Deutsche Bahn muss SBB-Zug von Stadler wegen Problemen ersetzen

Technische Probleme zwingen SBB-Giruno-Züge von Stadler Rail vorübergehend zum Stillstand. Die Deutsche Bahn springt auf der Strecke Basel-Hamburg mit ICE ein.

Das Wichtigste in Kürze
- Die SBB-Giruno-Züge Hamburg–Basel haben in Doppeltraktion technische Probleme.
- Bis zum 1. Januar ersetzt die DB sie mit ICE-Zügen, Fahrgäste haben keine Einschränkungen
- Ein Softwareupdate soll die Störungen beheben.
Die neue Eurocity-Express-Verbindung zwischen Basel und Hamburg, die die SBB erst kürzlich eingeführt hat, ist mit erheblichen Startschwierigkeiten konfrontiert.
Statt eines reibungslosen Betriebs sorgen technische Probleme bei den eingesetzten Zügen seit Sonntag für einen ungeplanten Fahrzeugwechsel. Also gut zwei Wochen nach dem Fahrplanwechsel, bei dem die neue Verbindung Basel-Hamburg eingeführt wurde.
Betroffen sind die modernen SBB-Giruno-Triebzüge, die auf der internationalen Verbindung eigentlich in sogenannter Doppeltraktion verkehren sollten.

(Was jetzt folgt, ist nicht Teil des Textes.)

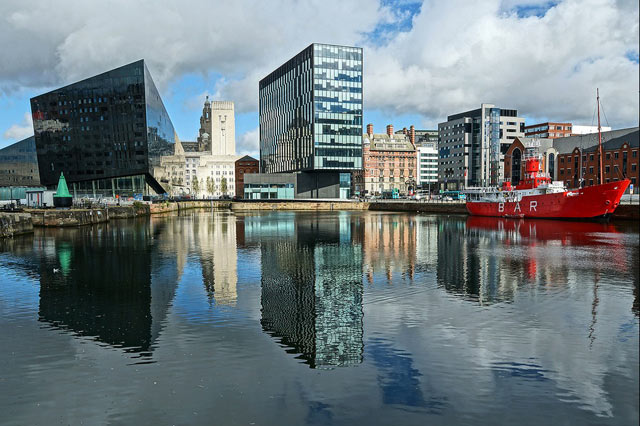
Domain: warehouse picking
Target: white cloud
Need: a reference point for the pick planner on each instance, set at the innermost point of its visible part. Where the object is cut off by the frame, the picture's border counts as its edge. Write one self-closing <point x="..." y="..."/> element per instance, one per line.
<point x="457" y="54"/>
<point x="247" y="143"/>
<point x="20" y="131"/>
<point x="460" y="54"/>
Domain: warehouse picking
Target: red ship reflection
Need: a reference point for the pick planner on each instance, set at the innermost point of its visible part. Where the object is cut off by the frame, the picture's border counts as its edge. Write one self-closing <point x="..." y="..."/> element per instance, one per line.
<point x="542" y="230"/>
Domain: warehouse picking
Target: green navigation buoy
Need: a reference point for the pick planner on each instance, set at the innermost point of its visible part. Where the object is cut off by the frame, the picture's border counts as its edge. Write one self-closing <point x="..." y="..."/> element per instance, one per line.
<point x="63" y="197"/>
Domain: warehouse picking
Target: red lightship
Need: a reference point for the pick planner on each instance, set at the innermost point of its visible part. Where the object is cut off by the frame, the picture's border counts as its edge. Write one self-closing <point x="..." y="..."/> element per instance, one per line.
<point x="537" y="196"/>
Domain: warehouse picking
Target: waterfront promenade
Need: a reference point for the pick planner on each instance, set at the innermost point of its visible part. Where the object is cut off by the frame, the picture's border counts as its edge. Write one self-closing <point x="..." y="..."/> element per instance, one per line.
<point x="14" y="224"/>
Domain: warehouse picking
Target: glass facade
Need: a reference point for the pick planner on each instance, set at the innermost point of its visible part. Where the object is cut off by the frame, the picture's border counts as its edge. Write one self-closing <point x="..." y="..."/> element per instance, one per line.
<point x="257" y="191"/>
<point x="311" y="112"/>
<point x="109" y="126"/>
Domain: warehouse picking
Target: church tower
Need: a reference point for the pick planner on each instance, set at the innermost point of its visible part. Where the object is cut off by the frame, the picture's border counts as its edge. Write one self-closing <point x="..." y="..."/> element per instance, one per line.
<point x="204" y="135"/>
<point x="223" y="128"/>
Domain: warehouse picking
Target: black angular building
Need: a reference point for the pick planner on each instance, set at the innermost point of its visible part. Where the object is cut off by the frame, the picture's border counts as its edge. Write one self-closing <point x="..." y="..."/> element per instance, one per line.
<point x="311" y="119"/>
<point x="105" y="133"/>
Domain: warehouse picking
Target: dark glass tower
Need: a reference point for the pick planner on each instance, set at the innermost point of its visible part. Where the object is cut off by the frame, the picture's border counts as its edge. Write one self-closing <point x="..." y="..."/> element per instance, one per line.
<point x="105" y="133"/>
<point x="311" y="113"/>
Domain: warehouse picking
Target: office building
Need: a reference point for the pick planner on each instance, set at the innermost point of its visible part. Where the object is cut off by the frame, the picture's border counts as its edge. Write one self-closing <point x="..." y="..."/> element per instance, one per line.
<point x="389" y="161"/>
<point x="105" y="133"/>
<point x="311" y="286"/>
<point x="19" y="164"/>
<point x="206" y="167"/>
<point x="311" y="120"/>
<point x="472" y="145"/>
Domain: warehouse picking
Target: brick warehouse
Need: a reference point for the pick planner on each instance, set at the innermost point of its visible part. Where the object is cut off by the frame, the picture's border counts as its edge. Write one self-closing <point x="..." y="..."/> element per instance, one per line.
<point x="574" y="160"/>
<point x="620" y="161"/>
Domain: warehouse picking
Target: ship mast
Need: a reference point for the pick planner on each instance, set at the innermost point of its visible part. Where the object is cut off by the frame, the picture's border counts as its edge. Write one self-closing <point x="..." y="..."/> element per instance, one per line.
<point x="599" y="137"/>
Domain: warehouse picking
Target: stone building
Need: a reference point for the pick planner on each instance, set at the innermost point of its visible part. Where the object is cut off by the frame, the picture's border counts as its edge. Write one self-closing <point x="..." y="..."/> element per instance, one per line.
<point x="574" y="160"/>
<point x="389" y="161"/>
<point x="19" y="164"/>
<point x="245" y="165"/>
<point x="472" y="144"/>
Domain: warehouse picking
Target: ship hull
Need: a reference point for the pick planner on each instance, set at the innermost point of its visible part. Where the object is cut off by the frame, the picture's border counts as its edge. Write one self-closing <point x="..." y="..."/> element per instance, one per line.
<point x="590" y="202"/>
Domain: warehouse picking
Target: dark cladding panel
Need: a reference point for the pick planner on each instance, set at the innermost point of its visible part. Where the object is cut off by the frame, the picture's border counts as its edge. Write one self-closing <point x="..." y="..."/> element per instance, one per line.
<point x="106" y="126"/>
<point x="160" y="132"/>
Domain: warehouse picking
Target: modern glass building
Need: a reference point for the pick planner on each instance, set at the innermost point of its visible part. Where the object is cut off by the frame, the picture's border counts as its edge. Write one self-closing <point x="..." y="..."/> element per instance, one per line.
<point x="105" y="133"/>
<point x="311" y="117"/>
<point x="19" y="164"/>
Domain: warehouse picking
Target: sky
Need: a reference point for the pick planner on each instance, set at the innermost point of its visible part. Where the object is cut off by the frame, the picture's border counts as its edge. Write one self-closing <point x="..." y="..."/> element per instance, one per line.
<point x="423" y="60"/>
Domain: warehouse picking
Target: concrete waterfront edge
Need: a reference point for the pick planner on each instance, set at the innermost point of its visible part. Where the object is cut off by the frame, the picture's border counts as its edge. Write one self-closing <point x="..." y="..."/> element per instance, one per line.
<point x="15" y="224"/>
<point x="19" y="223"/>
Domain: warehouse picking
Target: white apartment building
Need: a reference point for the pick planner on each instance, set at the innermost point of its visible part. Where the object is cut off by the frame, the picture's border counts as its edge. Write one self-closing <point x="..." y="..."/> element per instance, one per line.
<point x="472" y="144"/>
<point x="586" y="130"/>
<point x="427" y="164"/>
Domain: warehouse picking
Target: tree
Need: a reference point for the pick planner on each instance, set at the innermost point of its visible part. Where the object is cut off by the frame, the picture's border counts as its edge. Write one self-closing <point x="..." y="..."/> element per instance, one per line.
<point x="223" y="185"/>
<point x="195" y="186"/>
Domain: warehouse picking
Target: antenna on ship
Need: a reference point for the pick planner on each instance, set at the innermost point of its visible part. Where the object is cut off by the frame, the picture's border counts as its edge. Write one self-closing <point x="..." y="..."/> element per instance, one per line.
<point x="599" y="136"/>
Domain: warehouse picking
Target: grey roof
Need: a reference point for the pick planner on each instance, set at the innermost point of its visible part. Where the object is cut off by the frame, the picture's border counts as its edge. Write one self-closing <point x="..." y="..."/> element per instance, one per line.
<point x="611" y="140"/>
<point x="247" y="158"/>
<point x="616" y="143"/>
<point x="384" y="142"/>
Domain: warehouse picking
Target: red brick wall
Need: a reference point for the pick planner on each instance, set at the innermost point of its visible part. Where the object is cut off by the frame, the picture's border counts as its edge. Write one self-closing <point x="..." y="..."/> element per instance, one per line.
<point x="612" y="162"/>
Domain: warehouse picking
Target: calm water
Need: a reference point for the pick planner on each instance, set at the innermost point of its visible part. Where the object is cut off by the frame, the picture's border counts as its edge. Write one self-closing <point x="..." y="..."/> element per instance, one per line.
<point x="303" y="318"/>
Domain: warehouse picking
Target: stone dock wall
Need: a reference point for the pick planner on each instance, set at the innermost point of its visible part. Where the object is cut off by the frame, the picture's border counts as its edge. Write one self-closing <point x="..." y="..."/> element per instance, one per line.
<point x="70" y="217"/>
<point x="15" y="224"/>
<point x="18" y="223"/>
<point x="299" y="205"/>
<point x="626" y="212"/>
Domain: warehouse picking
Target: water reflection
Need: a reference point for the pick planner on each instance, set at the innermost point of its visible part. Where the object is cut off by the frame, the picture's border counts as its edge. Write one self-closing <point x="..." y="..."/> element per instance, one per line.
<point x="453" y="317"/>
<point x="312" y="286"/>
<point x="90" y="287"/>
<point x="487" y="259"/>
<point x="390" y="246"/>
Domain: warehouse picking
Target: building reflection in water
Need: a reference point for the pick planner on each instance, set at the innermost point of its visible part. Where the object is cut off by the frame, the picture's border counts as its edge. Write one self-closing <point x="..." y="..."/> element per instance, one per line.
<point x="312" y="285"/>
<point x="90" y="286"/>
<point x="215" y="237"/>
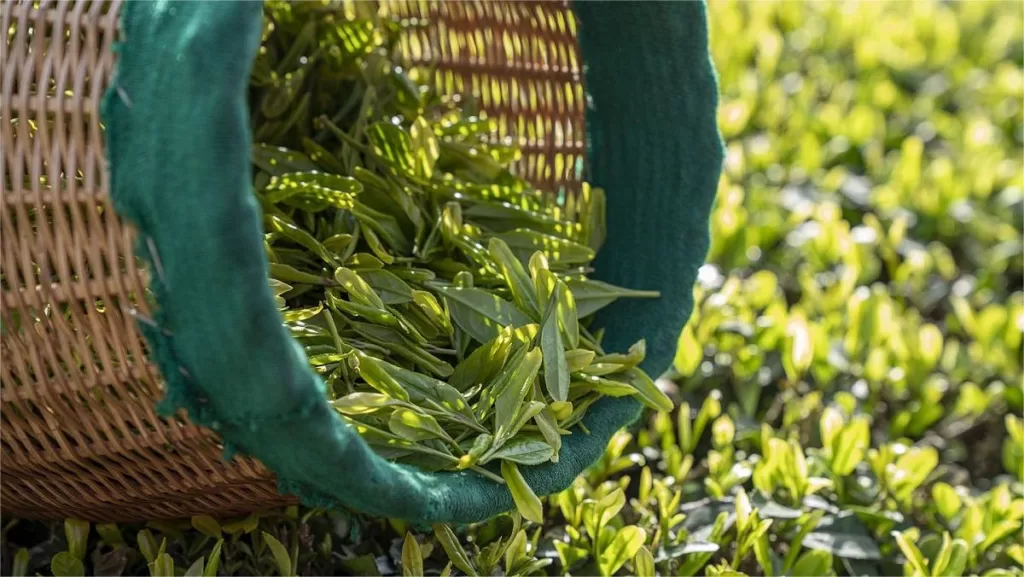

Also mit zwei gekuppelten Zügen, um genügend Sitzplätze anzubieten.
Genau diese Betriebsform entpuppt sich nun als Schwachstelle.
Deutsche Bahn übernimmt vorübergehend den Betrieb
Als Übergangslösung hilft die Deutsche Bahn (DB) mit eigenem Rollmaterial aus. Bis mindestens zum 1. Januar werden die Giruno-Züge auf der Strecke Hamburg–Basel durch ICE-Züge der Baureihe 412 ersetzt.
Die DB bestätigt gegenüber Nau.ch einen Bericht des deutschen Newsportals «Tag24»: «In den letzten Tagen kam es gehäuft zu Fahrzeugstörungen bei den SBB-Giruno-Zügen. Die Störungsursachen werden derzeit von der SBB analysiert.»
Parallel dazu arbeitet die SBB gemeinsam mit dem Hersteller Stadler an der Behebung der technischen Probleme.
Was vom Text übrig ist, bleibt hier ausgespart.